An application is basically a collection of calibration models with some additional parameters (see the Structure of the application files vignette). This application can be written into a file that can be imported into the ProxiMate sensor to then be used to predict response variables from the spectral measurements made with that sensor. The proximetricsR package also offers a function to write down this application file. For this, the models that the user wants to include in the application need to be placed together into a list object. For example:

my_models <- optimized_app$final_models

# add some important metadata to the application/model list
my_models <- add_application_metadata(
  my_models, 
  view = "Up", 
  name = "my_application", 
  description = "created with proximetricsR"
)

The order in which the objects are declared in the list will be the same order in which their corresponding response variables will be shown in the ProxiMate sensor.

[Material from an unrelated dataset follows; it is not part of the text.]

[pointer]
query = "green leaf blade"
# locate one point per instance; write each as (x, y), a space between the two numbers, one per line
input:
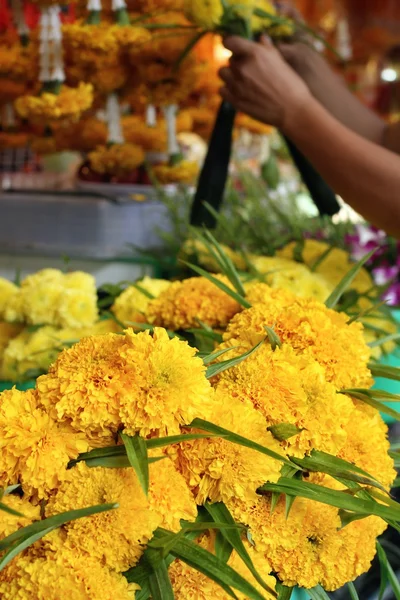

The application for the calibration models inside my_models can be finally be written as follows:

proximate_write_nax(
  path = getwd(),
  object = my_models
)

3 Other functionality

3.1 Calibrate single models with calibrate

my_p_recipe <- preprocess_recipe(
  prep_resample(c(900, 1700, 2)),
  prep_snv(),
  prep_derivative(m = 1, w = 5, p = 3, algorithm = "nwp"),
  device = "proximate"
)

protein_model <- calibrate(
  Protein ~ spc, 
  data = mdata, 
  preprocess = my_p_recipe, # here we can use only one recipe
  method = fit_xlsr(5, type = "nwp"), 
  control = my_control
)
protein_model

# add the units and the number of decimal places to the model
protein_model <- add_model_metadata(
  protein_model,
  unit = "%", 
  decimal_places = 2
)

plot(protein_model, selection = "all")

The fitted model can also be used to make predictions on new data. Just for demonstration purposes, here we will use the mdata data set (the one used for model building) to show how predictions can be obtain from the model applied on spectra:

# add the units and the number of decimal places to the model
my_protein_predictions <- predict(protein_model, newdata = pdata$spc)
my_protein_predictions$model_information
my_protein_predictions$predictions
# create a list with all the models separately calibrated
# (in this case we only have one)
a_model <- list(protein_model)

a_model <- add_application_metadata(
  a_model, 
  view = "Up", 
  name = "a_protein_application", 
  description = "created with proximetricsR"
)

proximate_write_nax(
  path = getwd(),
  object = a_model
)

The calibration of a single model can also be useful when there is a model that we might want to replace in the list of models suggested by calibrate_models(). For example:

my_models <- optimized_app$final_models
my_models$`Protein ~ spc` <- protein_model

The calibration (.cal), project (.prj) and report (.rtf) files native of the NIRWise PLUS software can be written down using the proximate_write_model() function. To be able to use such files, it is necessary to have local access to the data (.tsv) file containing the calibration data used to fit the models. For example:

# let's write down the calibration data into a tsv file 
# define a name for the tsv to be written 
tsv_name <- "merged_cal_data.tsv"

# write the tsv
proximate_write_data(
  x = mdata,
  file = tsv_name,
  id = mdata$ID,
  spc = "spc",
  spc_round = 8,
  barcode = "",
  properties = y_names,
  note = "merged_file_1_and_file_2",
  recipe = "SoybeanMeal up-view",
  created = mdata$Date,
  snr = mdata$SNR
)
proximate_write_model(
  object = list(protein_model),
  path = getwd(),
  tsv_paths = tsv_name,
  application_name = "Untitled",
  cal = TRUE,
  prj = TRUE,
  rtf = TRUE
)

Note that project files can be opened in NIRWise PLUS. So, if you have access to that software you could try to open the .prj file written with the above code.